Dans l’une des vidéos qui a été publiée à l’occasion de la Journée internationale de la femme, un grand groupe de femmes algériennes, jeunes et moins jeunes, apparaît en train de marcher ensemble rue Didouche Mourad, vers le bâtiment de la Poste centrale à Alger, la capitale, en scandant: «Oh honte, honte. . Les femmes sont assiégées. »Et d’autres slogans du mouvement populaire rejetant la situation politique.

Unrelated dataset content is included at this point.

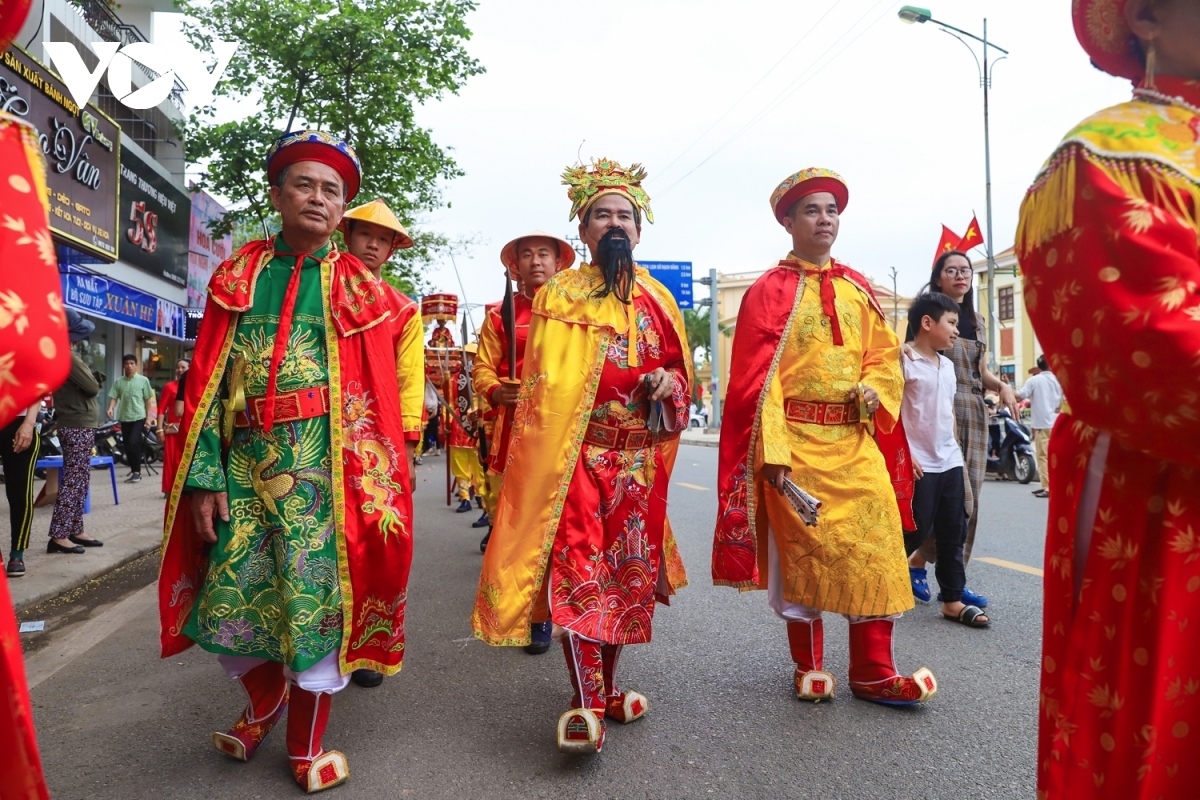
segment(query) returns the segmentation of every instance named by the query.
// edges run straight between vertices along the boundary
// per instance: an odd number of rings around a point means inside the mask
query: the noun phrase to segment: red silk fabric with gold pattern
[[[1047,800],[1200,787],[1200,83],[1158,91],[1173,104],[1077,126],[1022,207],[1026,306],[1071,408],[1049,449]]]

Bien que les places de la plupart des pays arabes étaient exemptes de rassemblements ce jour-là en raison de l’épidémie, les femmes algériennes voulaient s’en tenir à ce qui était devenu une tradition il y a deux ans: sortir dans la rue pour se rassembler, marcher ensemble, chanter et scander des slogans. rappelle leurs demandes.

La fille de Constantine, Amal El-Hajjaj, faisait partie des femmes qui ont pris part à la manifestation du 8 mars. Elle a trente-quatre ans, vit dans la capitale, l’Algérie, et a étudié la médecine, mais a décidé de travailler dans le domaine des projets de sensibilisation, et elle se définit comme: une féministe.

Elle raconte à BBC Arabic: « Nous avons raté le terrain. Nous – les jeunes femmes – sommes sorties (tout récemment) d’une période de silence qui a duré vingt ans, et de l’étape du travail dans la clandestinité. »

Il y a deux ans, un grand nombre de femmes algériennes ont participé au mouvement qui a débuté le 22 février 2019 et renversé le président algérien Abdelaziz Bouteflika, et certaines d’entre elles n’étaient pas habituées au début à être dans l’espace public, elles se sont donc couvertes le visage. avec des drapeaux et tenus à l’écart des caméras.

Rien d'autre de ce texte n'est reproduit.